Fahin tightened his hold slightly. "It's okay to be afraid," he whispered. "But fear doesn't

own you. You are still Maya. You are still here."

The living room was heavy with silence — a silence that had settled like dust over every corner.

The sun filtered weakly through the curtains, casting long shadows on the polished floor. The family sat quietly, all eyes on Maya, who was trembling like a fragile flame caught in a storm.

Rahi was near her, concern etched deeply on his face. But to Maya, he was not Rahi.

In her shattered mind, he was Arab — the one she had lost, the one she had loved, the only light in her darkest years.

Suddenly, her body shook violently. The panic attack ripped through her like a violent wave crashing on fragile shores. She gasped for breath, her chest rising and falling in uneven bursts.

Her voice came out as a broken whisper, trembling with a rawness that cracked the still air.

She went to Rahi and put her hand on his face."Arab… you were my only friend… my only light… my only reason to keep going…"

Her eyes, glassy and distant, locked on Rahi as if begging for something beyond words.

The room held its breath.

Even the servants, standing quietly in the corners, felt their hearts break.

Maya's voice continued — a sorrowful chant that tore through the room.

"You were there when no one else was. You saved me from the darkness, even when you were hurting too… I thought if I stayed silent, if I obeyed, you would survive."

Her words dripped with pain, more felt than heard.

Fahim's hand trembled as he wiped a tear from his cheek.

Mahim's eyes glistened; even Mahi's lips quivered.

The cousins looked away, swallowing their sobs.

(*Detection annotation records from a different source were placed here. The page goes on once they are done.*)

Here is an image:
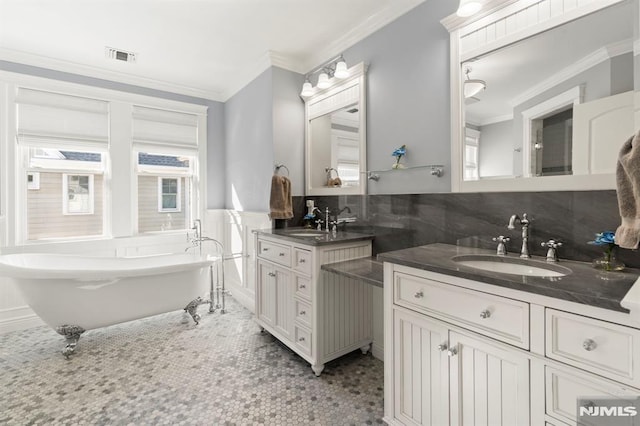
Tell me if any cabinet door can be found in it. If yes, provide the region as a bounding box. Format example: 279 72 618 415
393 310 449 426
256 260 276 327
256 261 295 340
449 332 530 426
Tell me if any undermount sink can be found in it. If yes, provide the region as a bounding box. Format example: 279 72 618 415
451 254 572 277
287 230 327 237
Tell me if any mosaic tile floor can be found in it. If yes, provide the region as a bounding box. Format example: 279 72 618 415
0 298 383 425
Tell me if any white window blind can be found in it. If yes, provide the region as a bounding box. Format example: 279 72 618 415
16 87 109 151
133 105 198 155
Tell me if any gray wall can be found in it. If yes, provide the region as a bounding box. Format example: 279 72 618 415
273 67 304 195
344 0 458 194
224 67 304 212
478 120 513 177
224 68 274 211
0 61 225 208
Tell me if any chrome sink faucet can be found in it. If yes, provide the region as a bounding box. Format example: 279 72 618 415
313 207 330 232
507 213 531 259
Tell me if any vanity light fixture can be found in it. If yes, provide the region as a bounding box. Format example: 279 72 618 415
456 0 482 18
462 66 487 99
300 54 349 97
318 70 331 89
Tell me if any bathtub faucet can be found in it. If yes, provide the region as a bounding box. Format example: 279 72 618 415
184 219 226 316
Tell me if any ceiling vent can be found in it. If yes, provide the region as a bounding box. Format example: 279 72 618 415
105 47 136 62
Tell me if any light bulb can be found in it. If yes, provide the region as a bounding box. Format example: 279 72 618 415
333 60 349 78
300 80 313 96
456 0 482 18
318 71 331 89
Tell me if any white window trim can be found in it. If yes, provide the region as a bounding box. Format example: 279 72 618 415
158 176 182 213
27 172 40 189
0 70 208 247
62 173 95 216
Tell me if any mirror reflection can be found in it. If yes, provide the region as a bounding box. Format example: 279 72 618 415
309 103 360 188
461 1 635 180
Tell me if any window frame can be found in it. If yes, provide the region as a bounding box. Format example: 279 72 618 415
158 176 182 213
62 172 95 215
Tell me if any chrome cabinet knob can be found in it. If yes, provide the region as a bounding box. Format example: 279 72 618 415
582 339 598 352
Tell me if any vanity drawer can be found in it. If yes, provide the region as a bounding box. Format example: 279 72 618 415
292 248 311 275
295 326 312 356
545 367 638 424
295 299 313 328
295 275 311 300
545 309 640 387
258 240 291 268
394 272 529 349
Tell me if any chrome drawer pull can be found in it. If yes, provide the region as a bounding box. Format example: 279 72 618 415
582 339 598 352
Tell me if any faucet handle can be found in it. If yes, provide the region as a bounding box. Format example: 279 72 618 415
492 235 511 256
540 239 562 262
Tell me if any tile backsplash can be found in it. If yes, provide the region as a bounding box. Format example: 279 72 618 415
288 190 640 268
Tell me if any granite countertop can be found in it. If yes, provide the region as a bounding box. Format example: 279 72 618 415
378 244 640 312
320 257 384 287
253 228 374 246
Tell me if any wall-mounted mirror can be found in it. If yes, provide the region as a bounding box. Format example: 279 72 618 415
445 0 639 191
305 64 366 195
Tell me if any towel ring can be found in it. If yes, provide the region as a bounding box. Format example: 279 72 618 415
275 164 289 176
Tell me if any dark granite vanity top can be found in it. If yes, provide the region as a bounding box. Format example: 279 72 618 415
254 228 374 246
320 257 384 287
378 244 640 312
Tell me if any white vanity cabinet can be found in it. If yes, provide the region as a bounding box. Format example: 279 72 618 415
384 261 640 426
255 233 373 375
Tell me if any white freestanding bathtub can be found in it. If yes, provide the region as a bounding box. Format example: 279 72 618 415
0 253 215 356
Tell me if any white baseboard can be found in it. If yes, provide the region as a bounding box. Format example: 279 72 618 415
0 306 44 334
371 342 384 361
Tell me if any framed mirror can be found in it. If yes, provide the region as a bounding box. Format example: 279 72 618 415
443 0 640 192
305 63 367 195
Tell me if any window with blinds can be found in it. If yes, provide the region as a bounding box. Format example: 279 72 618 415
16 88 109 241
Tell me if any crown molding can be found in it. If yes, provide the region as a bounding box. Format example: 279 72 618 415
300 0 426 74
0 48 223 101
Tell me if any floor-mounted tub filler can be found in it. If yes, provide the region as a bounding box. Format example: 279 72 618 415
0 248 224 358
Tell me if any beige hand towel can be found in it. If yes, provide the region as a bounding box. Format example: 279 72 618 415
269 175 293 219
616 131 640 250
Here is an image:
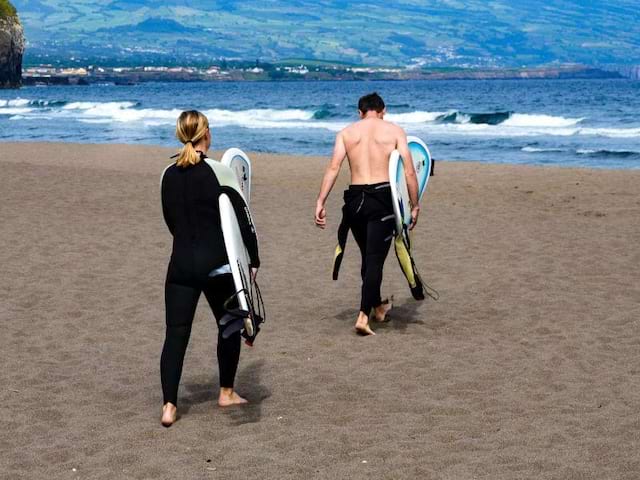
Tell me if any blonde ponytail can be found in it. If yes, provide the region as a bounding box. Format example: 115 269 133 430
176 110 209 167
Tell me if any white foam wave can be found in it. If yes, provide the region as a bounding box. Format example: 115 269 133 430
384 110 448 124
500 113 584 128
0 98 31 107
522 147 564 153
0 107 33 115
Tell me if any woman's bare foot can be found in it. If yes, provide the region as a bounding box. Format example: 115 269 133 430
356 312 376 336
161 402 178 428
374 295 393 322
218 388 249 407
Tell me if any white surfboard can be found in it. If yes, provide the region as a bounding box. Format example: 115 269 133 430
389 137 431 234
220 148 251 205
207 154 254 336
219 193 253 336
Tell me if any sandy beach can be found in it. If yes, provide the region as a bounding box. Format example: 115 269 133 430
0 140 640 480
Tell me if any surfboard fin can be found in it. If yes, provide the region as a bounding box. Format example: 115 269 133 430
393 233 425 300
333 214 349 280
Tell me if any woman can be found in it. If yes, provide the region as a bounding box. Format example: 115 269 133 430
160 110 260 427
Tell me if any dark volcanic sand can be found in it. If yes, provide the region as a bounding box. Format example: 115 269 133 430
0 144 640 480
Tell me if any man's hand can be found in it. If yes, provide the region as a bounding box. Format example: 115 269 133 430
315 203 327 228
409 205 420 230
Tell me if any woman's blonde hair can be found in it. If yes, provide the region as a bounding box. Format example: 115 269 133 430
176 110 209 167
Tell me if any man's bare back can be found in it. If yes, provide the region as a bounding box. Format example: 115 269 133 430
339 115 406 185
315 93 420 335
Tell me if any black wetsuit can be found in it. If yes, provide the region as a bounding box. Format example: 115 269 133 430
160 155 260 405
334 182 395 315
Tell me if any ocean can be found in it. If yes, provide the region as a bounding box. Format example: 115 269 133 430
0 80 640 169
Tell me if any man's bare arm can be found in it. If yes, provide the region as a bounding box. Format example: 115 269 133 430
315 132 347 228
397 130 420 230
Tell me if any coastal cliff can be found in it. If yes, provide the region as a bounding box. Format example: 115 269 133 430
0 0 24 88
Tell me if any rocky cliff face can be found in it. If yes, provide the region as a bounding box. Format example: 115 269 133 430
0 11 24 88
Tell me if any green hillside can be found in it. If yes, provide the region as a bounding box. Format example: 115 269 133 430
0 0 17 18
14 0 640 68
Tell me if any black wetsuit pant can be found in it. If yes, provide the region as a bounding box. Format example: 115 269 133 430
343 182 395 315
160 273 241 405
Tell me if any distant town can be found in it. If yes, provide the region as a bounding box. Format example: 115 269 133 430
22 61 640 85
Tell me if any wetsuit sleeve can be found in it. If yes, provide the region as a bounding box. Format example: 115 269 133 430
160 169 175 235
220 185 260 268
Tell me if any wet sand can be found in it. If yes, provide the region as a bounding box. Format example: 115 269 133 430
0 143 640 480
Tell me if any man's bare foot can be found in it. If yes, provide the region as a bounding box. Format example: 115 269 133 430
218 388 249 407
356 312 376 336
374 295 393 322
160 402 178 428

Maya's face was a mask of pain — no tears fell, no cries escaped, but every line of her face spoke of a soul worn thin by sorrow.

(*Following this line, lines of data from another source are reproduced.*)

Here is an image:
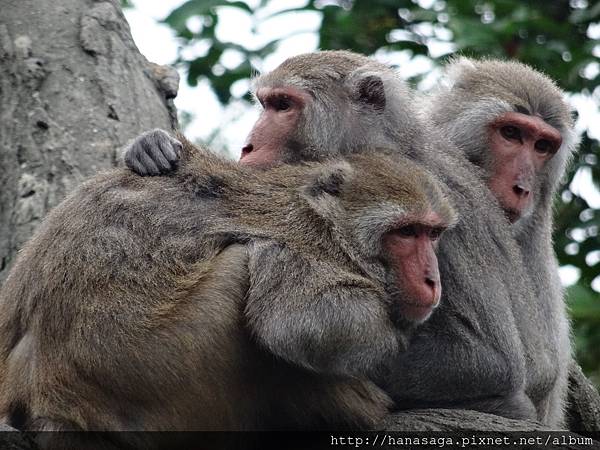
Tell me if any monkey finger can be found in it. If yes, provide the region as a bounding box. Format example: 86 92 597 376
127 158 148 177
139 151 160 176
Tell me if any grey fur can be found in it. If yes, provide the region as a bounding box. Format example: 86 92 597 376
124 51 536 419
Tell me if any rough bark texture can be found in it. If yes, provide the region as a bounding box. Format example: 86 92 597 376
567 362 600 437
0 0 178 283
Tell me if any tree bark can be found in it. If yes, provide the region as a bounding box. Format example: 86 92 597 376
0 0 178 283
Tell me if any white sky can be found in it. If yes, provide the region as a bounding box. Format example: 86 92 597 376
125 0 600 291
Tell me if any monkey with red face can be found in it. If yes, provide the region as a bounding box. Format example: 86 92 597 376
426 58 576 427
125 52 536 418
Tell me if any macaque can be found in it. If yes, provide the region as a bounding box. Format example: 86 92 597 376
0 138 457 448
124 51 537 419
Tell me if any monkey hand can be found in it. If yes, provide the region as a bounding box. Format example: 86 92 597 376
123 128 182 176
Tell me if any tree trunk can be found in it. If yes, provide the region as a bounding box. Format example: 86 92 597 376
0 0 179 283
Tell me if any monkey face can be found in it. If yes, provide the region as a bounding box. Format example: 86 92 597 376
489 112 562 222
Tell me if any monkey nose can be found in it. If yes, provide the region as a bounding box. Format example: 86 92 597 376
425 275 441 307
513 184 530 199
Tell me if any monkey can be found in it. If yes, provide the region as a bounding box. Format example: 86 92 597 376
124 51 537 419
424 57 576 427
0 138 457 448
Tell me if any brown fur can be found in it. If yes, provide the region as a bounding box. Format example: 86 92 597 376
0 140 455 442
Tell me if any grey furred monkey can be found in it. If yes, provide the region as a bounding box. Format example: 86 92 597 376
125 51 537 419
425 58 576 427
0 134 456 442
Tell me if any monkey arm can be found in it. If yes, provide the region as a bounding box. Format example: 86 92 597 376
240 242 402 376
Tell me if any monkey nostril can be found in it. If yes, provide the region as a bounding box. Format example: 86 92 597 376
513 184 529 198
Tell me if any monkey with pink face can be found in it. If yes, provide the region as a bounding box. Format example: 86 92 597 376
424 58 577 427
125 52 539 419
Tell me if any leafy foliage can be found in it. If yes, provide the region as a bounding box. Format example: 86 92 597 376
159 0 600 381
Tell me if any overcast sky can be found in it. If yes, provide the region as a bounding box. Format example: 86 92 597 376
125 0 600 291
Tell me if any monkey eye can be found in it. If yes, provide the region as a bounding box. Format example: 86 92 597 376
429 227 444 241
394 225 418 237
535 139 554 155
500 125 521 141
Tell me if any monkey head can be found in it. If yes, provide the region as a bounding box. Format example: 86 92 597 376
307 154 456 327
432 58 575 223
240 51 414 167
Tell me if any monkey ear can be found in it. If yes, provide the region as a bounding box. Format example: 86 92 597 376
350 73 386 111
302 161 354 217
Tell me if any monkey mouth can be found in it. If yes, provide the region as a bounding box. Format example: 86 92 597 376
400 302 438 324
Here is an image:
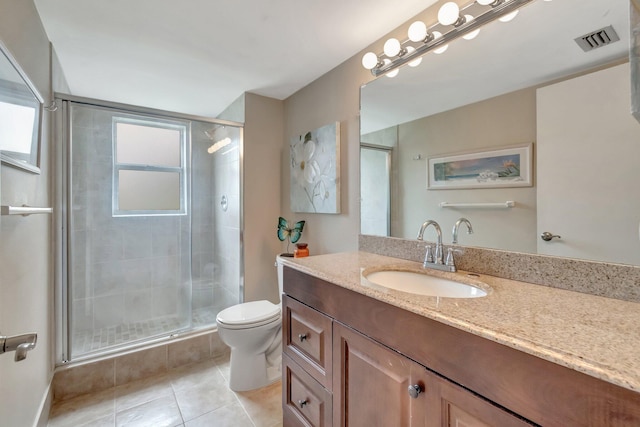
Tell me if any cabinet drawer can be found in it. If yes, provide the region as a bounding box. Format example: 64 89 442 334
282 354 333 427
283 295 332 389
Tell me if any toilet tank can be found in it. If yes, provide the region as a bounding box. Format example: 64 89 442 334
276 254 291 299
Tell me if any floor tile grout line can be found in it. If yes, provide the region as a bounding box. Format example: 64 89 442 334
216 363 257 427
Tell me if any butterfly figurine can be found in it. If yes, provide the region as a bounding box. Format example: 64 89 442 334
278 217 304 243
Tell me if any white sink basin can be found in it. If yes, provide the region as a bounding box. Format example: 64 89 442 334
363 270 487 298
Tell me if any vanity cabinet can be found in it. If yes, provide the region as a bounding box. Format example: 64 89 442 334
283 267 640 427
333 322 531 427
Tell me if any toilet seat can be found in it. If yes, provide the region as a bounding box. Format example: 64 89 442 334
216 300 281 329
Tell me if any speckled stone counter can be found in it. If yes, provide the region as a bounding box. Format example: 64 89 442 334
284 252 640 392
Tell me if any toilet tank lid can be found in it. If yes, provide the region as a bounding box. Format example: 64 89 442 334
217 300 280 325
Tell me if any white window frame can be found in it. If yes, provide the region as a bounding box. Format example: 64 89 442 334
111 116 191 217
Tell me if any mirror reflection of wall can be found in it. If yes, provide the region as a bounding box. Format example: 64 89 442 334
361 0 640 265
0 44 42 173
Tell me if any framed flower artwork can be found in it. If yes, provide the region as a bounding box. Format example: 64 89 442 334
289 122 340 214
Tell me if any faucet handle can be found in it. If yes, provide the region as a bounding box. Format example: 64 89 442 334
423 245 434 264
444 248 456 266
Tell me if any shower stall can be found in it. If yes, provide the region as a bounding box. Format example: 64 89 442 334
58 96 243 363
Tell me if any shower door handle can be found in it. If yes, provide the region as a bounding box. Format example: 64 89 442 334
0 332 38 362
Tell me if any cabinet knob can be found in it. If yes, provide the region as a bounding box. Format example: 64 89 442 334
409 384 422 399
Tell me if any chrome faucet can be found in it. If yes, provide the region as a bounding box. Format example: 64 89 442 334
417 219 444 268
451 218 473 244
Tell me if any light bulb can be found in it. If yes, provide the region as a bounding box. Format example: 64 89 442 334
462 15 480 40
438 1 460 25
431 31 449 55
383 38 400 58
385 68 400 79
407 46 422 67
362 52 378 70
498 10 518 22
408 21 427 42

Her lips moved again, quieter this time.

"You were my light. My only light. You made me believe there was hope…"

She looked straight at Rahi now, her gaze soft but empty.

"And then you left…"

Rahi knelt beside her closly , voice barely steady.

"Maya, I'm not Arab. But I'm here. I won't leave."

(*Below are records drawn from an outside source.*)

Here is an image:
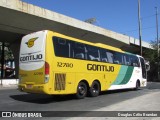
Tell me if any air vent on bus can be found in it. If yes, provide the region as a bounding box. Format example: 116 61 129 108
54 73 66 91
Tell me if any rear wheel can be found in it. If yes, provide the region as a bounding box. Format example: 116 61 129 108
89 81 100 97
76 82 87 99
135 81 140 90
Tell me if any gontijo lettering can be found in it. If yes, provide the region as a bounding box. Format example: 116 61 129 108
87 64 114 72
20 54 43 62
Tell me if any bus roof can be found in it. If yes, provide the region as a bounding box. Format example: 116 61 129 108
48 30 125 53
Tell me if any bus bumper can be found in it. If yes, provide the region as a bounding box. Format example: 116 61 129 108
18 84 51 94
141 80 147 87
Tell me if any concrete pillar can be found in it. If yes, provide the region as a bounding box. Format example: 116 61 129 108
10 40 21 79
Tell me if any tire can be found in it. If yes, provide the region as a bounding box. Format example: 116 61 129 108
135 81 140 90
89 81 100 97
76 82 87 99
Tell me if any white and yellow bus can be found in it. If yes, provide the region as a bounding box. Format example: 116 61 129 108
18 30 147 98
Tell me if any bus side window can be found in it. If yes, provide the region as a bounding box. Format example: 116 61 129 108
124 55 131 65
73 42 86 59
106 51 113 63
131 56 139 67
101 49 108 62
114 52 123 64
87 45 100 61
53 37 71 58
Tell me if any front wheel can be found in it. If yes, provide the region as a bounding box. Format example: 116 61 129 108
89 81 100 97
76 82 87 99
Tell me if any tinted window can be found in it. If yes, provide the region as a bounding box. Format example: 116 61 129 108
114 52 123 64
124 55 131 65
130 56 139 67
73 42 86 59
87 46 100 61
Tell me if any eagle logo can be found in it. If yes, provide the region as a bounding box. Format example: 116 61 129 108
26 37 38 48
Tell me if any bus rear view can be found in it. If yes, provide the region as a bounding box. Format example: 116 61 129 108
18 31 49 93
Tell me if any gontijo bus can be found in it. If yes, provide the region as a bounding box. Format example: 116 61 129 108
18 30 147 98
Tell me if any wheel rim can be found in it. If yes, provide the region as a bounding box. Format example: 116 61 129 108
92 84 99 94
78 85 86 96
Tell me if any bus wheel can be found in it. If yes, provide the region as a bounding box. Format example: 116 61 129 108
76 82 87 99
135 81 140 90
89 81 100 97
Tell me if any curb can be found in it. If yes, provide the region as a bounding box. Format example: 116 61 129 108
0 85 18 90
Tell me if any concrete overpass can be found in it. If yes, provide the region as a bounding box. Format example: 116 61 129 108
0 0 150 83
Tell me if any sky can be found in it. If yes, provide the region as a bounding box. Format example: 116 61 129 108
22 0 160 42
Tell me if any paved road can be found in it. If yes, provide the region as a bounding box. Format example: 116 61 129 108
0 83 160 119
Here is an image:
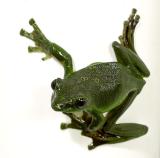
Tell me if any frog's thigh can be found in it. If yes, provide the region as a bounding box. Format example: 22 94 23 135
88 111 105 131
103 91 137 131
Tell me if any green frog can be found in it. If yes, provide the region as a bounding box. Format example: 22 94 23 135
20 9 150 149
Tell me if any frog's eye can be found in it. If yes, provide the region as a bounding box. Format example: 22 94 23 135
51 78 62 90
75 98 86 108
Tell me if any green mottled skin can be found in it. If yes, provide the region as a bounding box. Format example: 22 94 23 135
20 9 150 149
53 62 145 113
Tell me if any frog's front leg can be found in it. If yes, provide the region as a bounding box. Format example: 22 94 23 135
61 111 91 130
20 19 73 77
119 8 140 53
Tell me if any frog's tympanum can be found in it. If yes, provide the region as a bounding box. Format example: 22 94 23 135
20 9 150 149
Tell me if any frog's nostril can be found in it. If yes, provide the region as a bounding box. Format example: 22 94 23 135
52 104 64 111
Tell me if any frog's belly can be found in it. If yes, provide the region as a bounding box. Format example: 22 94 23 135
94 85 133 113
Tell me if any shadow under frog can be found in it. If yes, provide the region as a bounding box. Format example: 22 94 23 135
20 9 150 149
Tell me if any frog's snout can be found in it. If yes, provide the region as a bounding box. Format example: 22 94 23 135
52 104 64 111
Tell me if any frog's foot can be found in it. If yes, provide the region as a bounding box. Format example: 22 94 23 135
106 123 148 139
60 123 82 130
20 19 53 60
119 9 140 52
82 123 148 150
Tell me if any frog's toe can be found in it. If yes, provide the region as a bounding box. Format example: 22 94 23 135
88 143 95 150
29 18 36 26
60 123 68 130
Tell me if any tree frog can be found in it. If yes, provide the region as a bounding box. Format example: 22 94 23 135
20 9 150 149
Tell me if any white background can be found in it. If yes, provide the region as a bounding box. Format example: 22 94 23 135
0 0 160 158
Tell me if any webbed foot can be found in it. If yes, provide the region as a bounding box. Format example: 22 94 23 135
20 19 53 60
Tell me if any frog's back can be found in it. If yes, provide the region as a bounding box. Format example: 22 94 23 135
64 62 144 110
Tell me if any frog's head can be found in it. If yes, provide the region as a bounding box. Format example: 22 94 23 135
51 78 87 113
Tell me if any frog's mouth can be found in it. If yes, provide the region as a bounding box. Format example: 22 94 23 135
52 98 86 113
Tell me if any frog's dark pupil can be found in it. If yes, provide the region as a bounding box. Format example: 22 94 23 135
51 80 56 90
76 98 86 107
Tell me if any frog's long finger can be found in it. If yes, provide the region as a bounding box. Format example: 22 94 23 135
28 46 42 53
20 29 33 40
29 18 44 36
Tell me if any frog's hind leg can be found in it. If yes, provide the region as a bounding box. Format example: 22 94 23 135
103 91 148 143
82 91 148 149
20 19 73 77
112 9 150 77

She blinked slowly, her breathing calming a little.

"Why did you leave me? Why did you give me this life I didn't want? "

Maya keeps hitting Rahi and mumbling words again and again.

Rani tries to stop Maya from doing this, Rahi says, "Okay, let her think. Even if it reduces her pain a little."

Then, as if grasping for a fragile lifeline, she whispered,"Anik… anik my locket to me. Please… bring it to me."

Anik hurried forward without hesitation.

Minutes later, he returned, holding the small silver locket — worn, but precious.

Maya's fingers trembled as she took it.

With trembling hands, she pressed a hidden button.

The soft click echoed in the room.

Then, from the tiny speaker came a voice — young, brave, and full of quiet hope.

Arab's voice,"If you're hearing this, Maya… I'm gone. But I left you something to remember. You were never alone. You were never a mistake. You were always light, even in the darkest places.Never blame yourself for my death.Protect yourself from them. Live and lead a life that takes no pain. Everything will be normal one day."

Maya held the locket close to her chest, her face unreadable — no joy, no sadness, only the hollow echo of pain.

Her shoulders sagged.Then, slowly, she sank to the floor.

The room was silent for a heartbeat.

Then, one by one, the sobs began.Mahi's hands covered her face.Fahad's shoulders shook.Even the servants, standing near the door, wiped away tears.No one dared speakNo one dared move.

Because Maya had nothing left to say.

Only pain.Only sorrow.

And with the locket cradled in her hands, she finally — exhausted — closed her eyes and slipped into a restless sleep on the cold floor.

Her face was pale, drawn, and empty — a canvas painted with grief and loss.

But still, not a tear.

Only the sound of others crying filled the room.